Abstract Title:

Reversal of P-glycoprotein-mediated multidrug resistance in human hepatoma cells by hedyotiscone A, a compound isolated from Hedyotis corymbosa.

Abstract Source:

Xenobiotica. 2012 Feb 21. Epub 2012 Feb 21. PMID: 22352391

Abstract Author(s):

Grace Gar-Lee Yue, Julia Kin-Ming Lee, Ling Cheng, Ben Chung-Lap Chan, Lei Jiang, Kwok-Pui Fung, Ping-Chung Leung, Clara Bik-San Lau

Article Affiliation:

Institute of Chinese Medicine , Shatin, New Territories, Hong Kong , China.

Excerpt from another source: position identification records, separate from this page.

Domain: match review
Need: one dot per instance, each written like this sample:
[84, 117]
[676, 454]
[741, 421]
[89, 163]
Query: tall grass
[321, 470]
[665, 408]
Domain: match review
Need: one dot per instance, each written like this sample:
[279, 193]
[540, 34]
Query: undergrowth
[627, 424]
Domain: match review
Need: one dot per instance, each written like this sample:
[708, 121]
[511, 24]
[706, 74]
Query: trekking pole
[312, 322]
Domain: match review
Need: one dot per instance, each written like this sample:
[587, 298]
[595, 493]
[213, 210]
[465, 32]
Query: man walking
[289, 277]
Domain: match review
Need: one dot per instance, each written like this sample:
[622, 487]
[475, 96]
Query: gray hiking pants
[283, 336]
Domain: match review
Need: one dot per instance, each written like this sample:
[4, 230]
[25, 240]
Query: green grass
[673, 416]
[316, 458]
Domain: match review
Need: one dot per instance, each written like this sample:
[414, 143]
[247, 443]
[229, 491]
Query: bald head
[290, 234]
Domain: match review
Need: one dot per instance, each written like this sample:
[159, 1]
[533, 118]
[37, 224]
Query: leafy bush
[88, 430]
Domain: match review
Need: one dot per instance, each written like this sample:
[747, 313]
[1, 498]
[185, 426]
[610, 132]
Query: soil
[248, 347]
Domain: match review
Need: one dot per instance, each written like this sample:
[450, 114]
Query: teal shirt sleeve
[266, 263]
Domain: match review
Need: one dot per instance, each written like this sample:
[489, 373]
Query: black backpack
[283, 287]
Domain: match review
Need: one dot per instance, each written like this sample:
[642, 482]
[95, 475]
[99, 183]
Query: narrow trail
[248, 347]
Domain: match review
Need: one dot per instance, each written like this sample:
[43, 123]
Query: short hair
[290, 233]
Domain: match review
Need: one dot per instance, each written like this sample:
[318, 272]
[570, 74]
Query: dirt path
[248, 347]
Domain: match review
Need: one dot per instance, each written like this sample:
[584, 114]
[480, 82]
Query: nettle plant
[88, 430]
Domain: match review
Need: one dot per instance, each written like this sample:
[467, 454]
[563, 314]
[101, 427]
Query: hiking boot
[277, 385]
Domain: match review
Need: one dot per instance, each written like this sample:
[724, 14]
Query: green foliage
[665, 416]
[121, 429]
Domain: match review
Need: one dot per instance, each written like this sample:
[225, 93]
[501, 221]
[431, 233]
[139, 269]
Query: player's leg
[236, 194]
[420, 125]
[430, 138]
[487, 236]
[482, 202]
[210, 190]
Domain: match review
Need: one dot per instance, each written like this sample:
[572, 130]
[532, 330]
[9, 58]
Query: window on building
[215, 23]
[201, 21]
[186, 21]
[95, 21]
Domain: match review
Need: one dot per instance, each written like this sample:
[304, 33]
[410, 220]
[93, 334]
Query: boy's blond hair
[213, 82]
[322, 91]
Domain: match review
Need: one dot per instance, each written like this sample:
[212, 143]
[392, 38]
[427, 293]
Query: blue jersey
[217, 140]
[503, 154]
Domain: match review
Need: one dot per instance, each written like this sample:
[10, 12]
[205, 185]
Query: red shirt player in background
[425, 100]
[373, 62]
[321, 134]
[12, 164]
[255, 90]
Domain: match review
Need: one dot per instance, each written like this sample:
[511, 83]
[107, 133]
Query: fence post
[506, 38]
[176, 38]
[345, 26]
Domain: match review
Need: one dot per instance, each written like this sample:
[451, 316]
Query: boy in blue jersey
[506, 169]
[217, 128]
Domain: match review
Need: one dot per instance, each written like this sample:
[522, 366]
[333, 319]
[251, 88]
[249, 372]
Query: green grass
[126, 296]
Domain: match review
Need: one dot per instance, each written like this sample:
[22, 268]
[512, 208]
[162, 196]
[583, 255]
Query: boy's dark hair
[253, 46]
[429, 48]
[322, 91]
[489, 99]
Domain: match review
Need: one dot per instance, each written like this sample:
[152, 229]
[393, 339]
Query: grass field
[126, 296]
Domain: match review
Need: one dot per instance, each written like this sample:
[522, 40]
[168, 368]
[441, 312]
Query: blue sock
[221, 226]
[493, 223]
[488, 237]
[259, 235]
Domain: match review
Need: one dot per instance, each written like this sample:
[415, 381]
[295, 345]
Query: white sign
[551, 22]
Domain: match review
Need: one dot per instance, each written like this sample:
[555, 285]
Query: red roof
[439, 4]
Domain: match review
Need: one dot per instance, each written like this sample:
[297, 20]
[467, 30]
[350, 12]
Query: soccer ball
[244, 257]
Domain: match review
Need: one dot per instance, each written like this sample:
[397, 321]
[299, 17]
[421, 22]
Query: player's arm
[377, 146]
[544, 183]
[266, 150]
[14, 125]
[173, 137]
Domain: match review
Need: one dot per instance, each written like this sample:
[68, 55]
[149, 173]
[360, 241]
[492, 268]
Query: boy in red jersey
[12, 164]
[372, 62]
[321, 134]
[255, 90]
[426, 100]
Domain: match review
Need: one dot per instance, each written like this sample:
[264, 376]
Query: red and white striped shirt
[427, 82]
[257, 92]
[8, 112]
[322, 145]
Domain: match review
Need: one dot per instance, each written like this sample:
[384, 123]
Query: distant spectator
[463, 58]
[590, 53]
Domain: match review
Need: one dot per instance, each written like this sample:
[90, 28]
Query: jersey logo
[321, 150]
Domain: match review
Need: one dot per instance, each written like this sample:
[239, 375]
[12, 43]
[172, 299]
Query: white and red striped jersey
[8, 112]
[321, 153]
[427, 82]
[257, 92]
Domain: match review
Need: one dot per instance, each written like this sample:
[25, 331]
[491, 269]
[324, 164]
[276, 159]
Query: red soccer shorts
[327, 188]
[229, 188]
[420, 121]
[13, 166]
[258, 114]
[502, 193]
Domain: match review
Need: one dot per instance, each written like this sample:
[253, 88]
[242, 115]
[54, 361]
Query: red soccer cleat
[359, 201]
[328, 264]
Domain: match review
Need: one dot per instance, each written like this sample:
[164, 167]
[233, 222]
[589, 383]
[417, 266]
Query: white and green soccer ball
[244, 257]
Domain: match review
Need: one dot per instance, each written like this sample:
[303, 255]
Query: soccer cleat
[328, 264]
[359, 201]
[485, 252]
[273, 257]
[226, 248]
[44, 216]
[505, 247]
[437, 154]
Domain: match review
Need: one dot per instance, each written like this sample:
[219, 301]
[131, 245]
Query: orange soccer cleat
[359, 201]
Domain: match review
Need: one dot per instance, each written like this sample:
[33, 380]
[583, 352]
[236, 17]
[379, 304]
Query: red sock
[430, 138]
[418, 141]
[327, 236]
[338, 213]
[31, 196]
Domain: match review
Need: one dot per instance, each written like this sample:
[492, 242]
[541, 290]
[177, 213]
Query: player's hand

Multidrug resistance is a major problem in hepatocellular carcinoma. Hedyotiscone A, a compound isolated from Chinese herbal medicine Hedyotis corymbosa (HC, family Rubiaceae), was used as the chemical marker to distinguish between HC and an anticancer herb Hedyotis diffusa (HD) in our previous study. The present study aimed to investigate whether HA exhibited antiproliferative activities in multidrug-resistant hepatocellular carcinoma cells R-HepG2 and the parental cells HepG2 using MTT assay and [(3)H]-thymidine incorporation assay. Our results showed that HA could significantly inhibit cell proliferation in R-HepG2 and HepG2 (IC(50) = 43.7 and 56.3 µg/mL, respectively), but not in normal human liver cells WRL-68 (IC(50)>100µg/mL) cells, suggesting its selective cytotoxic effects. Besides, HA induced apoptosis in R-HepG2 cells, as confirmed by annexin-V&propidium iodide staining, and DNA fragmentation assay. The caspase cascade was activated as shown by a significant increase of cleaved caspases-3, -7 and -9 in HA-treated R-HepG2 cells. The activities and protein expression of P-glycoprotein as well as mRNA expression of MDR1 were also decreased in HA-treated R-HepG2 cells. Our study demonstrated for the first time the antiproliferative activities of hedyotiscone A in multidrug-resistant R-HepG2 cells. The findings revealed the potential of this compound in treating multidrug-resistant tumor.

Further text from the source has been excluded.